Clever except that skiers emerged frigid and terrified. Red light district in Mormon country? Yes, said walking tour guide Pat Pond. "Love of history and outdoors" lured her here from Annapolis.
Award-winning "freestyle" restaurants, galleries and boutiques fill authentic Old West storefronts on historic Main Street. Newcomers include Sugar Buzz, offering 450 kinds of candies. The Town Lift whisks adventurers between Main Street and peaks, stopping near the new High West Distillery and Saloon.
Utah's first since Prohibition, it occupies a renovated century-old livery and has already won awards for its spirits. Nearby, Amatsu's new Adventure Spa arranges outdoor workouts such as "Yoga in the Sky."
Mayor Dana Williams is frequently seen greeting citizens along Main Street. He cited examples of Park City's eco-commitment -- free citywide biofueled buses, Green Power Community designation. Treasure Mountain Inn recently transformed into a hip, carbon-neutral Green Hotel-certified condo-hotel with therapy spa and organic eatery.

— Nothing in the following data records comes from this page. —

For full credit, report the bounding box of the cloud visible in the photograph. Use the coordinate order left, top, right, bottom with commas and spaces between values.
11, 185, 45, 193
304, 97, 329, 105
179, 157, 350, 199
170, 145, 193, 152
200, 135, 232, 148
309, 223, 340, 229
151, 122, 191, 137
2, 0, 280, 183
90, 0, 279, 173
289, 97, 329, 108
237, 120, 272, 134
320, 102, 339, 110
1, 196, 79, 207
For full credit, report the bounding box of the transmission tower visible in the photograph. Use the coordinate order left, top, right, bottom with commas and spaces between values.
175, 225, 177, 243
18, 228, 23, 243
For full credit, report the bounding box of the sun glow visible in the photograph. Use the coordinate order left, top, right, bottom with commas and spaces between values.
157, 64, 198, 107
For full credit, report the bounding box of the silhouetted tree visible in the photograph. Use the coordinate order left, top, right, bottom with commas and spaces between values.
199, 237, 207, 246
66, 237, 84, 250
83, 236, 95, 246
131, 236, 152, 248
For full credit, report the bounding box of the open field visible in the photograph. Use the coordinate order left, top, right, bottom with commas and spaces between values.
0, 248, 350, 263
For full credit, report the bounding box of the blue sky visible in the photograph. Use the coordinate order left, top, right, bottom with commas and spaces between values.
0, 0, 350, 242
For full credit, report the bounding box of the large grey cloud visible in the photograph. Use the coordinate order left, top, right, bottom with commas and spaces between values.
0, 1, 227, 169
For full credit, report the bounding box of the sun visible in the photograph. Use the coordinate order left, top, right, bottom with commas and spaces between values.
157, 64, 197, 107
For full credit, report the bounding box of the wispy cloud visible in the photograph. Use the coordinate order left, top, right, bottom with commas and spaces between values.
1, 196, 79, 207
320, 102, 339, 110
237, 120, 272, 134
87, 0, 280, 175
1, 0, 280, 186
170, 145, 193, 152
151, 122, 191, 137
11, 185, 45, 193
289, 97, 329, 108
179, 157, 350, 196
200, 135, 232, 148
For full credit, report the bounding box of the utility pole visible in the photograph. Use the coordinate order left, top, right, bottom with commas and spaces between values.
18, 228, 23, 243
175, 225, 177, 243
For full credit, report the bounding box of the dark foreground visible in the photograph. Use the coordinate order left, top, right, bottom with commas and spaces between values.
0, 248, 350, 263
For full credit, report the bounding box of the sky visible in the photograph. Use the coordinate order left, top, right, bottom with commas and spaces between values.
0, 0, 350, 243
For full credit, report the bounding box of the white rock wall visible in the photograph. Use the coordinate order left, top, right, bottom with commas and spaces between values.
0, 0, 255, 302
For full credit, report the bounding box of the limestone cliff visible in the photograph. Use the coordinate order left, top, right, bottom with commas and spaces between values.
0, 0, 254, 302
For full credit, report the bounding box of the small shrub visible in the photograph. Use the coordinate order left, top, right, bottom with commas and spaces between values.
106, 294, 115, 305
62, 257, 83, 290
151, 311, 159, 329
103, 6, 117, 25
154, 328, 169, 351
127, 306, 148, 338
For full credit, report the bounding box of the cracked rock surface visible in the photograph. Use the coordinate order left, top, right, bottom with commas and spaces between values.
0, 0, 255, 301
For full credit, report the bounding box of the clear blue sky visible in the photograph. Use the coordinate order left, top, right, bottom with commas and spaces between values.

Passionate about conservation, owner Thea Leonard said, "We self-impose an 'Earth tax' of 3 percent."
Locals eagerly point the way to trailheads for the Rail Trail and Farm Trail, where you can pedal or hike amid 360-degree mountain splendor. In this mecca for peak performers, whatever your desired intensity, the views are guaranteed to leave you breathless.